Hi Matthew,
On Thu, Aug 20, 2020 at 12:34:48PM +0100, Matthew Wilcox wrote:
On Thu, Aug 20, 2020 at 12:53:23PM +0800, Gao Xiang wrote:
SWP_FS is used to make swap_{read,write}page() go through the filesystem, and it's only used for swap files over NFS. So, !SWP_FS means non NFS for now, it could be either file backed or device backed. Something similar goes with legacy SWP_FILE.
So in order to achieve the goal of the original patch, SWP_BLKDEV should be used instead.
This is clearly confusing. I think we need to rename SWP_FS to SWP_FS_OPS.
More generally, the swap code seems insane. I appreciate that it's an inherited design from over twenty-five years ago, and nobody wants to touch it, but it's crazy that it cares about how the filesystem has mapped file blocks to disk blocks. I understand that the filesystem has to know not to allocate memory in order to free memory, but this is already something filesystems have to understand. It's also useful for filesystems to know that this is data which has no meaning after a power cycle (so it doesn't need to be journalled or snapshotted or ...), but again, that's useful functionality which we could stand to present to userspace anyway.

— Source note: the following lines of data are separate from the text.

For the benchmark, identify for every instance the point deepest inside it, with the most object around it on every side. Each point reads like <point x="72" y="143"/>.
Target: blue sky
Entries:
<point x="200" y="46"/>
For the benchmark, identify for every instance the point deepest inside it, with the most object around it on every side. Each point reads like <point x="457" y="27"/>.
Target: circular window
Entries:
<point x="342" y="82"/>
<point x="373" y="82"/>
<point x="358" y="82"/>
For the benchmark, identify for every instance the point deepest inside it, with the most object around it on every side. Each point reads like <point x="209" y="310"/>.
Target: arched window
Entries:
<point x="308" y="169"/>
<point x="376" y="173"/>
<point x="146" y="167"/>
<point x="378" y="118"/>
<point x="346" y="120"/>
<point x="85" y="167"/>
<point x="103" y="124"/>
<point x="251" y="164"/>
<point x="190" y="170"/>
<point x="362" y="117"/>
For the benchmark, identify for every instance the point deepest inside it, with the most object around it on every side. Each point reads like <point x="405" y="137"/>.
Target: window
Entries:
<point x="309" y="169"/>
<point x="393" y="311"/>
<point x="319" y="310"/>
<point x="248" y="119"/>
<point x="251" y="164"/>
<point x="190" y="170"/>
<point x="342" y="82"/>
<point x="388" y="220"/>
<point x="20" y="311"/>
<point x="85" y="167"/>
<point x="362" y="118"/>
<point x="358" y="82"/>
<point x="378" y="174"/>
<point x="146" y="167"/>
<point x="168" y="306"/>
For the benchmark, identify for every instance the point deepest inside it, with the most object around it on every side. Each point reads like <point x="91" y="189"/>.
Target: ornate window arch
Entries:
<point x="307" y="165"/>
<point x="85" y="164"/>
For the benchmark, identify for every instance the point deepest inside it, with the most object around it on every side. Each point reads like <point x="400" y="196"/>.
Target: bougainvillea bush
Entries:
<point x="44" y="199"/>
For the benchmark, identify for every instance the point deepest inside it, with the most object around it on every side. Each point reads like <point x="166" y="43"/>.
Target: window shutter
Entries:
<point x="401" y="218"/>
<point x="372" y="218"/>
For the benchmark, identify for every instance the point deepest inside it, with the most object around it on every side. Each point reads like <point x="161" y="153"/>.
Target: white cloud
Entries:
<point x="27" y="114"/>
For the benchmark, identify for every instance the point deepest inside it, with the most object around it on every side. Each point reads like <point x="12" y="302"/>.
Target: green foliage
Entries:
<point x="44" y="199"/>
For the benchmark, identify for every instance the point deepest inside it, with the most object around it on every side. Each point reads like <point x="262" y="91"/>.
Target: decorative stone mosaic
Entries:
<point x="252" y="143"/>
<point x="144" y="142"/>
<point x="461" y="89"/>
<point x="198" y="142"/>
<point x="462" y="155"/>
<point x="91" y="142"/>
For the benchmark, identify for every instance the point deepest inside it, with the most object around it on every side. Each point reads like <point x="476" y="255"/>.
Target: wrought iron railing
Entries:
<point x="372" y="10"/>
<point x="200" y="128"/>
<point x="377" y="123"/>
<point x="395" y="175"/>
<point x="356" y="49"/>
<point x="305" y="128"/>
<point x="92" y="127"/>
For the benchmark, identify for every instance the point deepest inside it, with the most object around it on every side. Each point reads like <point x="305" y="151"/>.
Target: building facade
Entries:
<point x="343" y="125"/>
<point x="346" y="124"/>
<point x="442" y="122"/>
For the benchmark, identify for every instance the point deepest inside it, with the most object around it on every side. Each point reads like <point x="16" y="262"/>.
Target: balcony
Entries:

I suppose the tricky thing about it is that working on the swap code is not as sexy as working on a filesystem, and doing the swap code right is essentially writing a filesystem, so everybody who's capable already has something better to do.
Yeah, I agree with your point. After looking into swap code a bit (swapfile.c and swap.c), I think such code really needs to be cleaned up... But I'm lack of motivation about this since I couldn't guarantee to introduce some new regression and honestly I don't care much about this piece of code.
Maybe some new projects based on this could help clean up that as well. :)
Anyway, we really need a quick fix to avoid such FS corruption, which looks dangerous on the consumer side.
Anyway, Gao, please can you submit a follow-on patch to rename SWP_FS?
Ok, anyway, that is another stuff and may need some other thread. I will seek some time to send out a patch for further discussion later.
Thanks, Gao Xiang